Hierarchical decoder: Generates video frames progressively, starting with low-resolution and refining details in higher resolutions.
Motion prediction module: Employs recurrent neural networks with attention mechanisms to capture temporal dependencies and generate coherent motion sequences.
Audio generation module (optional): Analyzes video content and generates corresponding audio using separate neural networks.
Above approaches enable the following capabilities:
Zero-shot learning: Achieved through transfer learning from a massive text corpus pre-trained on language understanding tasks.
Multimodal capabilities: The model can handle various input modalities (text, image, video) and generate different output formats (video, audio).

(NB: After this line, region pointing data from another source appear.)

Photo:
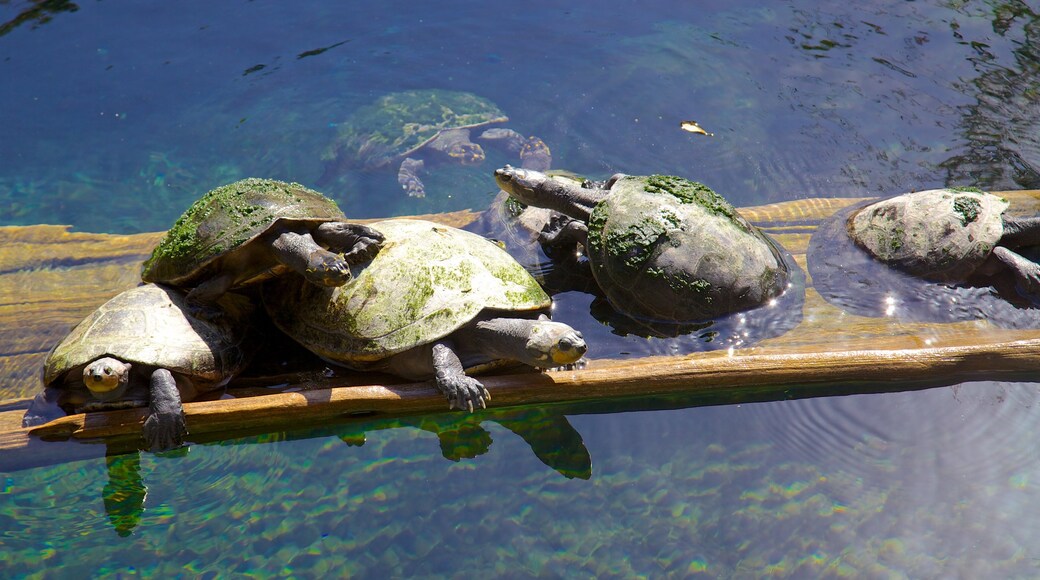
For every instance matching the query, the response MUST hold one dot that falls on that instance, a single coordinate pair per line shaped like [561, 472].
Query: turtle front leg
[355, 241]
[408, 177]
[44, 407]
[164, 427]
[1025, 271]
[302, 254]
[462, 391]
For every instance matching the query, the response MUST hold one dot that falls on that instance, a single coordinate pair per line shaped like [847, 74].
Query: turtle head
[107, 378]
[525, 185]
[553, 344]
[466, 153]
[535, 188]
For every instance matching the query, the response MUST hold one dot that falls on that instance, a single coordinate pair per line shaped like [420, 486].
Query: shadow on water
[40, 12]
[546, 430]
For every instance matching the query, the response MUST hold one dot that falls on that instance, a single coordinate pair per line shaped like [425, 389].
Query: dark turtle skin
[436, 300]
[253, 229]
[144, 348]
[661, 248]
[406, 131]
[938, 256]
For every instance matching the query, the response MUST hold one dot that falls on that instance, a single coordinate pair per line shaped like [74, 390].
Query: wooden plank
[50, 278]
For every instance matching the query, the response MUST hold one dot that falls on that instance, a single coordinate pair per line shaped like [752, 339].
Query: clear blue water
[115, 115]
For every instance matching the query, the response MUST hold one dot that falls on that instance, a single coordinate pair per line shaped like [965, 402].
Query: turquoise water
[115, 115]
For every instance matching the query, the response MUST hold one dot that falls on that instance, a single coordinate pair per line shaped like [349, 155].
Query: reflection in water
[1001, 149]
[548, 433]
[39, 12]
[805, 100]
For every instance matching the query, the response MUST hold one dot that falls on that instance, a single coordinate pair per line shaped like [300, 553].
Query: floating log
[51, 278]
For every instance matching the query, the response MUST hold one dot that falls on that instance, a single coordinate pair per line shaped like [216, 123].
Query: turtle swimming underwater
[661, 248]
[143, 348]
[434, 301]
[940, 255]
[407, 130]
[243, 232]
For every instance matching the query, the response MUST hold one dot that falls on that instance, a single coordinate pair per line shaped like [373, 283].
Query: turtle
[660, 247]
[407, 130]
[252, 229]
[937, 255]
[144, 348]
[434, 301]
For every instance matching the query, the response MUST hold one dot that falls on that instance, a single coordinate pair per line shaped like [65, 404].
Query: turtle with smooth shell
[661, 247]
[409, 129]
[250, 230]
[143, 348]
[941, 255]
[436, 300]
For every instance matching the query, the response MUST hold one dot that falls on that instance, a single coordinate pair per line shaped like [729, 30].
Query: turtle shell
[426, 282]
[399, 124]
[942, 235]
[227, 219]
[149, 325]
[670, 249]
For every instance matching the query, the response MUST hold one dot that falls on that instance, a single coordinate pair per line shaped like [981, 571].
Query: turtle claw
[354, 239]
[164, 431]
[464, 393]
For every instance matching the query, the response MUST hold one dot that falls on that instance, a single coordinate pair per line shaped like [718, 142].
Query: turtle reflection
[550, 436]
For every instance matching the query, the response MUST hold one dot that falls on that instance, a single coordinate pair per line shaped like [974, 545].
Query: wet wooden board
[50, 278]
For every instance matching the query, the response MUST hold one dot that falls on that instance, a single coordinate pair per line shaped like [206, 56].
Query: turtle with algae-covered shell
[939, 255]
[436, 300]
[144, 348]
[407, 130]
[661, 248]
[250, 230]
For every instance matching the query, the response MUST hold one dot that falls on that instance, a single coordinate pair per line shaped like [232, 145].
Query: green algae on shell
[426, 282]
[667, 248]
[227, 219]
[943, 235]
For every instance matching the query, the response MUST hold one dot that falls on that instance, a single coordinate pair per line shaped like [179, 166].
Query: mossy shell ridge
[939, 234]
[398, 124]
[668, 248]
[149, 325]
[426, 282]
[226, 219]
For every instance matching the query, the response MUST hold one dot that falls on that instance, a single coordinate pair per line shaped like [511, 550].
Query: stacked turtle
[156, 345]
[433, 302]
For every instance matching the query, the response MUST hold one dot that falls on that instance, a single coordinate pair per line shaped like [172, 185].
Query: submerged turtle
[940, 255]
[249, 230]
[436, 300]
[661, 248]
[141, 348]
[406, 130]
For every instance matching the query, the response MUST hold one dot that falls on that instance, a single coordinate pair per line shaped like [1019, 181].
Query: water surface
[115, 115]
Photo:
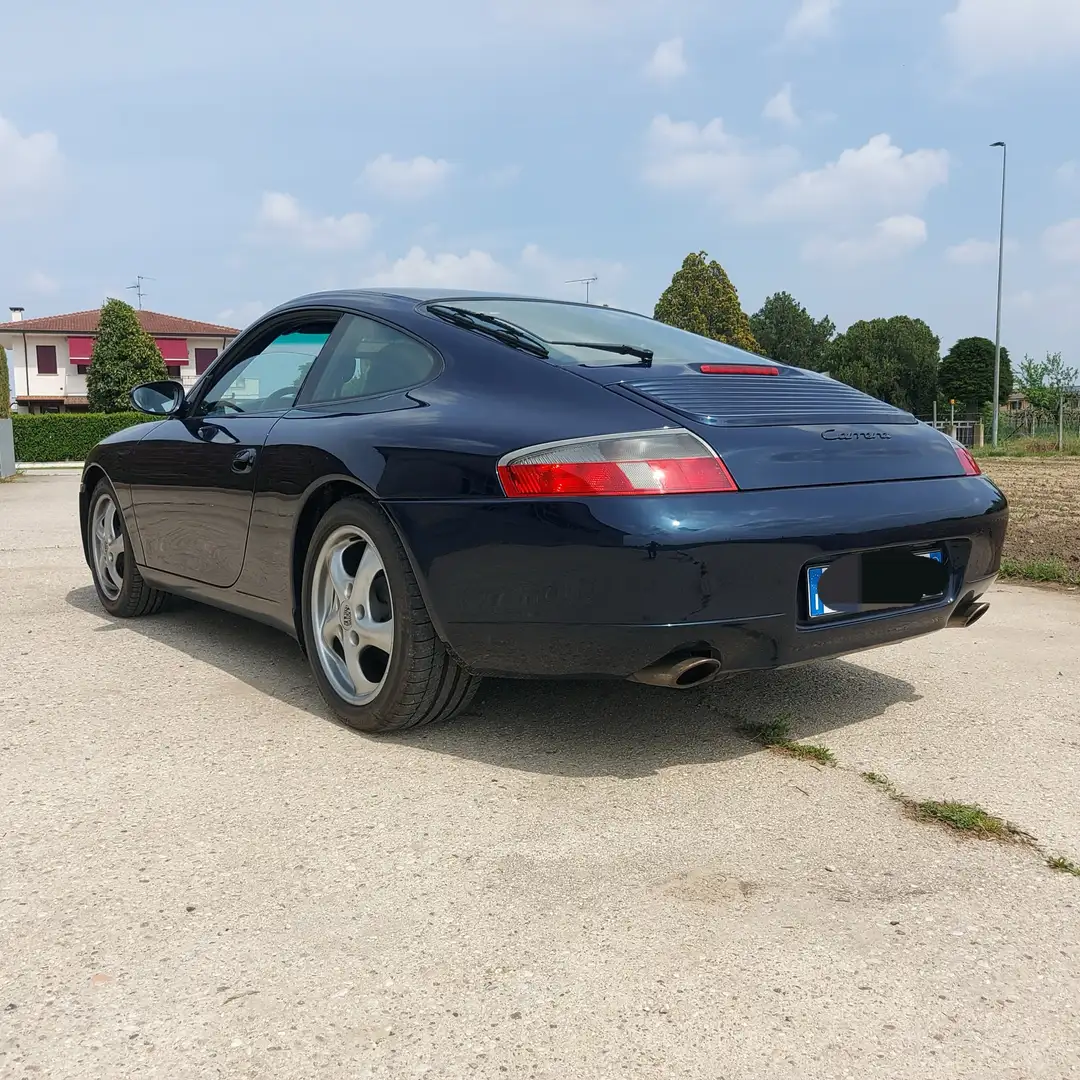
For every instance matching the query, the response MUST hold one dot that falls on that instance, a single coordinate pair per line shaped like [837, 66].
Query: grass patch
[962, 817]
[878, 781]
[1065, 865]
[777, 734]
[1052, 570]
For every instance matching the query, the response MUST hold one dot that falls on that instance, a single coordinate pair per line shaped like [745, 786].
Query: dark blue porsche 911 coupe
[424, 488]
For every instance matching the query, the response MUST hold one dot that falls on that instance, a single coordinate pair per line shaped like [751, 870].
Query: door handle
[243, 461]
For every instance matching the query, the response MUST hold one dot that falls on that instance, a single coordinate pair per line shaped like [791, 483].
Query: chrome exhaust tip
[963, 618]
[683, 674]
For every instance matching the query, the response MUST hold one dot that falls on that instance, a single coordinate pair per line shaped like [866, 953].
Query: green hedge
[66, 436]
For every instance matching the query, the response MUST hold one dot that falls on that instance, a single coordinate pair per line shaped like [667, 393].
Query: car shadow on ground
[579, 728]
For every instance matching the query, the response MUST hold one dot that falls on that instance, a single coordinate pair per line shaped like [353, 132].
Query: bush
[4, 387]
[124, 355]
[66, 436]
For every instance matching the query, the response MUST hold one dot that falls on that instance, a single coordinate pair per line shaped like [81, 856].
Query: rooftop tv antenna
[137, 287]
[583, 281]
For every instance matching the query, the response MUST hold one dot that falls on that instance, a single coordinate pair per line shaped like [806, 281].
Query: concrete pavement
[202, 875]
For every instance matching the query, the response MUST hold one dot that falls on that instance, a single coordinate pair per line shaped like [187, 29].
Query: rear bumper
[606, 586]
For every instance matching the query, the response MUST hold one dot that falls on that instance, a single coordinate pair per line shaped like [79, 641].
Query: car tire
[360, 598]
[120, 588]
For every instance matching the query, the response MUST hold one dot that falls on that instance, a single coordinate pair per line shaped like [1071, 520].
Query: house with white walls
[49, 356]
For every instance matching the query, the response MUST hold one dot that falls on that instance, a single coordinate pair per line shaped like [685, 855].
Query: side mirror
[158, 399]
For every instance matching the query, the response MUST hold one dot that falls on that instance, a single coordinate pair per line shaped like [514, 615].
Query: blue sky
[240, 152]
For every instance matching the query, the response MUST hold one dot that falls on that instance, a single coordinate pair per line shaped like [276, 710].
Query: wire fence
[1037, 422]
[1012, 424]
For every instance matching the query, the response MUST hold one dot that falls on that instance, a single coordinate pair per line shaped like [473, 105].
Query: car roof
[415, 295]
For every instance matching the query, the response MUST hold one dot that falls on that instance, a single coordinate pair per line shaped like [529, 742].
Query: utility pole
[583, 281]
[1001, 259]
[137, 287]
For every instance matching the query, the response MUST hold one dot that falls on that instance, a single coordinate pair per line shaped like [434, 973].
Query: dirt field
[1044, 507]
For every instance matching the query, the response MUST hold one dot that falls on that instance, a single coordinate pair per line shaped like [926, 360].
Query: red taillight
[738, 369]
[659, 462]
[970, 464]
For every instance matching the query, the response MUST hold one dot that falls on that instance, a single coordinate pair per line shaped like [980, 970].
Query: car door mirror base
[158, 399]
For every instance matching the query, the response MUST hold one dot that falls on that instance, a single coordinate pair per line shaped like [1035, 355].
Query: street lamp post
[997, 337]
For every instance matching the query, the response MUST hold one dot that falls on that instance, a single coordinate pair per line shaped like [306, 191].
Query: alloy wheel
[352, 616]
[107, 545]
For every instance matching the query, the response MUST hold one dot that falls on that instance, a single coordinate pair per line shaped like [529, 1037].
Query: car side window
[368, 360]
[270, 378]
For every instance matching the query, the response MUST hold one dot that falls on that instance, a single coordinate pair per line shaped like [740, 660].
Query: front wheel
[120, 586]
[375, 655]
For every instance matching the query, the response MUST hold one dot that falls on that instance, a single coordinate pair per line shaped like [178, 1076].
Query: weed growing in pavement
[962, 817]
[1065, 865]
[777, 734]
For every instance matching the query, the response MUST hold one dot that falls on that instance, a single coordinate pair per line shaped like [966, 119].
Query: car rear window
[555, 321]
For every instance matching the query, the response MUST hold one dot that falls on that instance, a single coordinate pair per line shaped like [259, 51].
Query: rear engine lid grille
[750, 401]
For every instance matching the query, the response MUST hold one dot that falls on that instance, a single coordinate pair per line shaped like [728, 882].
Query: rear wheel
[375, 655]
[120, 586]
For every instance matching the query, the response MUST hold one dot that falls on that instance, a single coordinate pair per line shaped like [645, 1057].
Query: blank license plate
[818, 608]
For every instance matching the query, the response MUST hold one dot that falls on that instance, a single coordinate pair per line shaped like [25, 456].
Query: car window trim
[272, 326]
[302, 399]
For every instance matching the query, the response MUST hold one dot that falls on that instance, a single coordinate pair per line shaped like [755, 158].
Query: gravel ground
[202, 875]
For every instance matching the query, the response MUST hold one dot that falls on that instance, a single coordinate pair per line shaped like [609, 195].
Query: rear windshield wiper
[644, 355]
[499, 328]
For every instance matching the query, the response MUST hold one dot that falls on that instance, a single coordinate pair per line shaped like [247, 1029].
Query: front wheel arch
[316, 502]
[91, 477]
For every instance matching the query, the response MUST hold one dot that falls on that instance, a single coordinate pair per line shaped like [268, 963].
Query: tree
[124, 355]
[702, 299]
[967, 374]
[4, 387]
[786, 333]
[1045, 383]
[894, 360]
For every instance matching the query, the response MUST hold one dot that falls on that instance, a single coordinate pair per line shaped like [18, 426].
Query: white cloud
[282, 219]
[417, 269]
[685, 157]
[30, 167]
[890, 239]
[408, 178]
[667, 63]
[878, 176]
[812, 18]
[991, 36]
[781, 108]
[532, 271]
[1062, 241]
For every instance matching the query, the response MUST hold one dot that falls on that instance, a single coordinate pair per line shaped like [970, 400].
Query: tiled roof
[85, 322]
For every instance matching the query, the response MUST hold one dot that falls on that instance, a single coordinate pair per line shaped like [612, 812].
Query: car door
[193, 480]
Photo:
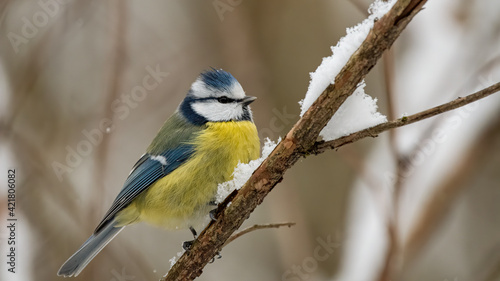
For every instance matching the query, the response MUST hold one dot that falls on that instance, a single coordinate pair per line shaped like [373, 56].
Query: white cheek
[215, 111]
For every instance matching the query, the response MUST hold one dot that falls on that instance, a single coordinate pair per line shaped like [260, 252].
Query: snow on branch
[301, 139]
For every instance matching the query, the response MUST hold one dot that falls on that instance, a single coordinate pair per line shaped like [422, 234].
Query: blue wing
[146, 171]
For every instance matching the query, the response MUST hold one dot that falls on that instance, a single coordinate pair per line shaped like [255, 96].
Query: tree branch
[301, 138]
[321, 146]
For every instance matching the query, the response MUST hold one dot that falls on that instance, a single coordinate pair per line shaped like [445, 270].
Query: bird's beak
[248, 100]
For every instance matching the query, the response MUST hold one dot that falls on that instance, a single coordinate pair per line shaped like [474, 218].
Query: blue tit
[174, 184]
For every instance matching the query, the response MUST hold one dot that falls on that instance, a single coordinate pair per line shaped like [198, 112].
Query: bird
[174, 184]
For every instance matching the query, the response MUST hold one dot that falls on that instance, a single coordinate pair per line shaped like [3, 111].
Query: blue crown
[218, 79]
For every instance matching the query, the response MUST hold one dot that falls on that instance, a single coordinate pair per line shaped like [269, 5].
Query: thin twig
[256, 227]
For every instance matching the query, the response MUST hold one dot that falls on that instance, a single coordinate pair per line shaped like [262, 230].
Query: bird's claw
[187, 245]
[212, 214]
[217, 256]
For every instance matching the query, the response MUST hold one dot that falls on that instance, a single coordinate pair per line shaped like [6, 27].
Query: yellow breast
[182, 196]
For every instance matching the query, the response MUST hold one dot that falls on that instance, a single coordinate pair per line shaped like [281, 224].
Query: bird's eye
[224, 99]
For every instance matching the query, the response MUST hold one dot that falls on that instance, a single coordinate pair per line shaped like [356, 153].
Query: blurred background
[417, 203]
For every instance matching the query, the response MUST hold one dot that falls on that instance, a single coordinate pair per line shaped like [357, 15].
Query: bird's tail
[79, 260]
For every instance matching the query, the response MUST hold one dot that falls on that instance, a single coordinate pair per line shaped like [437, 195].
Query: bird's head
[216, 96]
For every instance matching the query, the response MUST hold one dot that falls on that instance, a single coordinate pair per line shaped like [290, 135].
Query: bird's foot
[212, 214]
[187, 245]
[217, 256]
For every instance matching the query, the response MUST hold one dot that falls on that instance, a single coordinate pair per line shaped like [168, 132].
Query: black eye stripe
[229, 100]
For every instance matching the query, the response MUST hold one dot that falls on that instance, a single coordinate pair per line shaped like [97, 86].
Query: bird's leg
[213, 212]
[193, 231]
[217, 256]
[187, 244]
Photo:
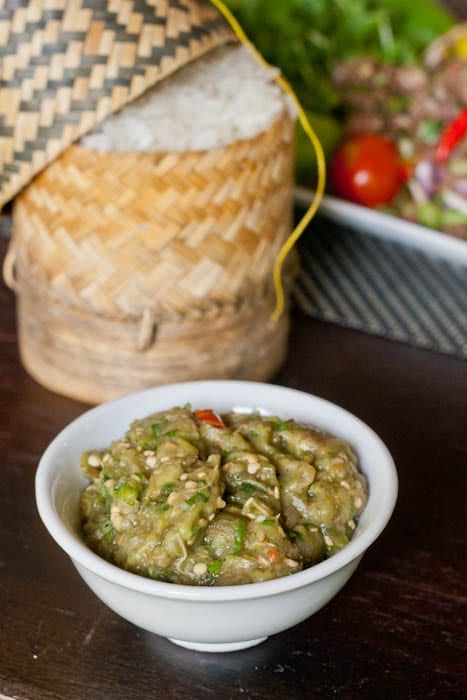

Their website has a number of really good examples.
Libraries
SGLang is a structured generation language designed for large language models (LLMs). It makes your interaction with LLMs faster and more controllable by co-designing the frontend language and the runtime system.
The core features of SGLang include:
A Flexible Front-End Language: This allows for easy programming of LLM applications with multiple chained generation calls, advanced prompting techniques, control flow, multiple modalities, parallelism, and external interaction.
A High-Performance Runtime with RadixAttention: This feature significantly accelerates the execution of complex LLM programs by automatic KV cache reuse across multiple calls. It also supports other common techniques like continuous batching and tensor parallelism.
Holodeck can generate diverse types of 3D environments (arcade, spa, museum), customize for styles (victorian, bohemian), and understand fine-grained requirements ("has a cat", "fan of Star Wars").
3D simulated environments play a critical role in Embodied AI, but their creation requires expertise and extensive manual effort, restricting their diversity and scope. To mitigate this limitation, we present Holodeck, a system that generates 3D environments to match a user-supplied prompt fully automatedly. Holodeck can generate diverse scenes, e.g., arcades, spas, and museums, adjust the designs for styles, and can capture the semantics of complex queries such as "apartment for a researcher with a cat" and "office of a professor who is a fan of Star Wars". Holodeck leverages a large language model (GPT-4) for common sense knowledge about what the scene might look like and uses a large collection of 3D assets from Objaverse to populate the scene with diverse objects. To address the challenge of positioning objects correctly, we prompt GPT-4 to generate spatial relational constraints between objects and then optimize the layout to satisfy those constraints.
Code of Holodeck is available in GitHub.
PIA is a personalized image animation method which can generate videos with high motion controllability and strong text and image alignment.
Ragna is an open source RAG orchestration framework.
With an intuitive API for quick experimentation and built-in tools for creating production-ready application, you can quickly leverage Large Language Models (LLMs) for your work. The code is available in GitHub.
⚔️ Chatbot Arena ⚔️ : Benchmarking LLMs in the Wild
FastChat is an open platform for training, serving, and evaluating large language model based chatbots.
FastChat powers Chatbot Arena (https://chat.lmsys.org/), serving over 6 million chat requests for 50+ LLMs.
Arena has collected over 100K human votes from side-by-side LLM battles to compile an online LLM Elo leaderboard.
FastChat's core features include:
The training and evaluation code for state-of-the-art models (e.g., Vicuna, MT-Bench).
A distributed multi-model serving system with web UI and OpenAI-compatible RESTful APIs.
LobeChat is an open-source, high-performance chatbot framework
that supports speech synthesis, multimodal, and extensible (Function Call) plugin system.